I am hopeful though, something will turn up eventually. Bill saw a sign in a window at a jewelry store here in Hoboken. I was not too enthusiastic about it, just as I am not enthusiastic about jewelry in general. Bill was disappointed in that, but I mentioned that retail is what I am trying to avoid. We plan to talk about it further when he gets home. It reminded me of a liquor store help wanted sign that I told Bill about. He stated he didn’t want me working in a liquor store.
Perhaps it was because on all the cop shows he watched, it’s almost always a liquor store that gets held up. Or perhaps he thought I would become an alcoholic if I worked there. Now a marijuana dispensery would be problematic I am sure but there aren’t any in this area anyway. Not that any of that mattered since when I asked the liquor store proprietor, I was told that they wanted someone young. That hurt. A few months later, same store, same sign. But no inquiry from me. In fact I won’t even buy beer from them ever again. Their loss, not mine.
There were no little old ladies to walk home today. It’s just a grey day, overcast and constantly looking like rain. I did go to the nearby supermarket, cruising up and down the aisles looking for septuagenarians with too many groceries but there were none to be found.

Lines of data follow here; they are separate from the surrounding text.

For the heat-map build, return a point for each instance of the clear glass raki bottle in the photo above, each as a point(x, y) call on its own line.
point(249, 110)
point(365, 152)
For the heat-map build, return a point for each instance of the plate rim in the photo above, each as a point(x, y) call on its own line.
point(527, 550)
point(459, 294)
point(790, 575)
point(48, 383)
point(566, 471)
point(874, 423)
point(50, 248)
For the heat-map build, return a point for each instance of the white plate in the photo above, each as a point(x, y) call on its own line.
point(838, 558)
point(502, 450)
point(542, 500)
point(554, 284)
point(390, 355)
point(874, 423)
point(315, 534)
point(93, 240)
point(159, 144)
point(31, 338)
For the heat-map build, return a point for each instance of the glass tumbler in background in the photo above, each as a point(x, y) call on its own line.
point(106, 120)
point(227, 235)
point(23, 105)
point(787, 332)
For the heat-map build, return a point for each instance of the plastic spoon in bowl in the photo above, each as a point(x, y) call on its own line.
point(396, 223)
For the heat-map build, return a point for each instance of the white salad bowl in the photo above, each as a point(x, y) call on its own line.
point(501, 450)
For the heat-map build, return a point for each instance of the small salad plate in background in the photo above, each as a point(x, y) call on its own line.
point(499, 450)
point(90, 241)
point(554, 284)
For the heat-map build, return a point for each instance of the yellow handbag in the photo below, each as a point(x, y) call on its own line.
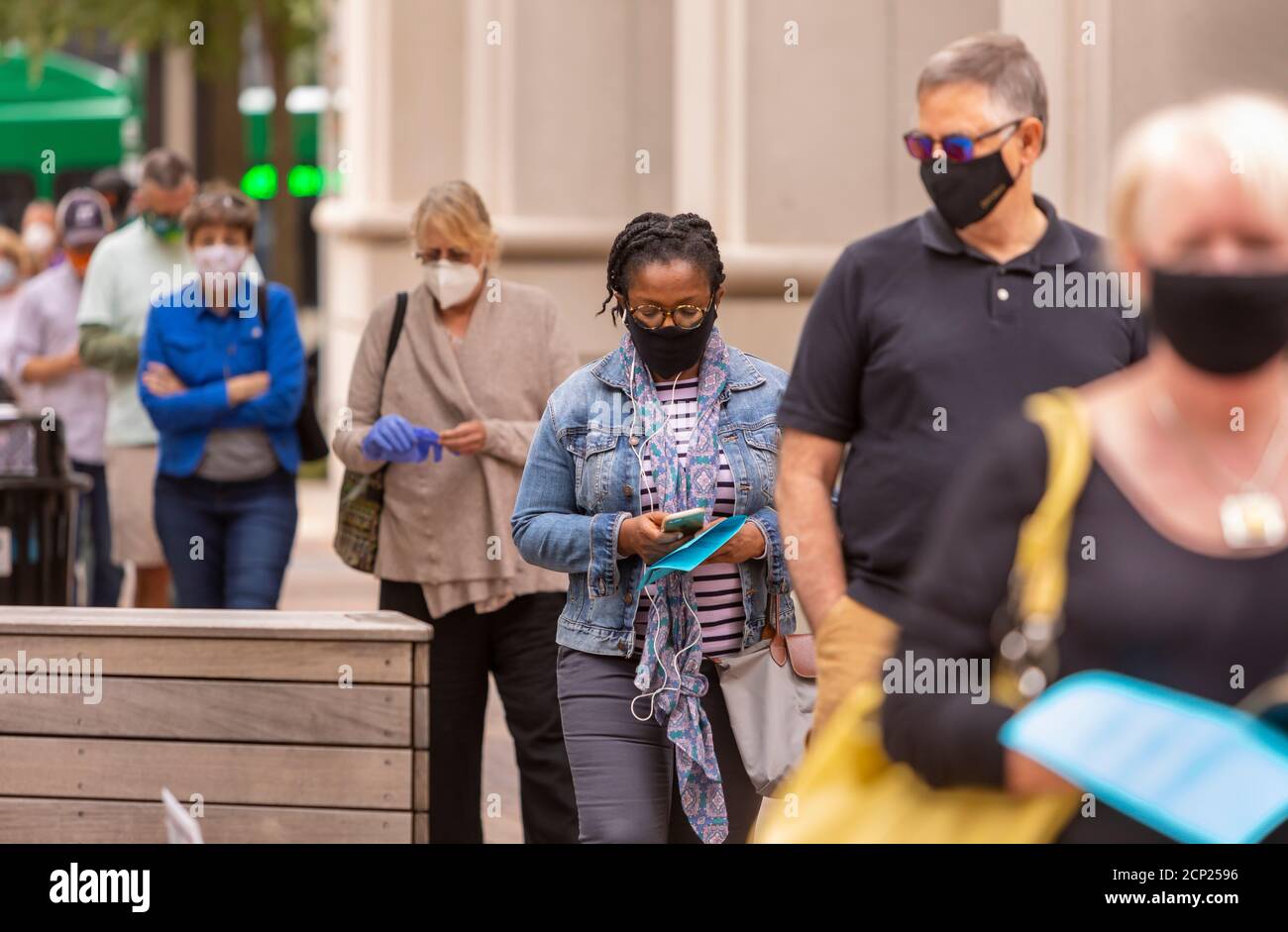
point(846, 790)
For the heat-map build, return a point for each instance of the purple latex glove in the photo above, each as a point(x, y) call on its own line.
point(393, 439)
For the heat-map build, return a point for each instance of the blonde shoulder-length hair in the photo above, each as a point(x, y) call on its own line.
point(1241, 133)
point(458, 211)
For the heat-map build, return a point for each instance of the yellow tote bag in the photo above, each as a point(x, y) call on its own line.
point(846, 790)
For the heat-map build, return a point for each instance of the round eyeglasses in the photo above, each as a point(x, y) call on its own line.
point(684, 316)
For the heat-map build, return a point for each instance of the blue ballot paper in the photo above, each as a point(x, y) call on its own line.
point(686, 559)
point(1188, 768)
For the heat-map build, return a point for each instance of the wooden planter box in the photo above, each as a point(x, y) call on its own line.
point(244, 708)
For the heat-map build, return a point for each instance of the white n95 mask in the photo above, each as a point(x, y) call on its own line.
point(451, 282)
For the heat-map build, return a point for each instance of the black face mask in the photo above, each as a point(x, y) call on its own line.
point(969, 191)
point(669, 351)
point(1224, 325)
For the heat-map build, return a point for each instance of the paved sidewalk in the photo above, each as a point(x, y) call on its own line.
point(317, 580)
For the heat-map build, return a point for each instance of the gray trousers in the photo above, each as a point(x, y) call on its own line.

Last night Bill and I watched The Stunt Man. We seem to be on a Peter O’Toole kick. I have Lawrence of Arabia somewhere around here so one night we may invest 3 hours to watch the whole thing. But last night was The Stunt Man, which is a movie about movie making. Things unfold and keep unfolding in the movie while Peter O’Toole plays a god like director, Steve Railsback plays the stunt man and Barbara Hershey plays the lead actress. O’Toole certainly looked good in 1980.
Bill liked it but it ultimately required too much concentration which neither of us fully afforded it. I do plan on watching the documentary on YouTube at some point to see the how it was made. Tonight there are no plans as far as I know. A low key mellow evening once more, and I am fine with that.
I did get in contact with a friend from grammar and high school on Facebook. He seems to be a right wing crank now living in sunny Pennsylvania now, but I saw a photograph taken by someone whom I thought was the friend’s brother. I looked at the mutual friends list and also the high school friends list. He was friends with someone I was once friends with.
That friendship ended in 1980 soon after graduation and I was glad to see this person still alive. He went into the navy after high school and married after that. I look back and remember and regret.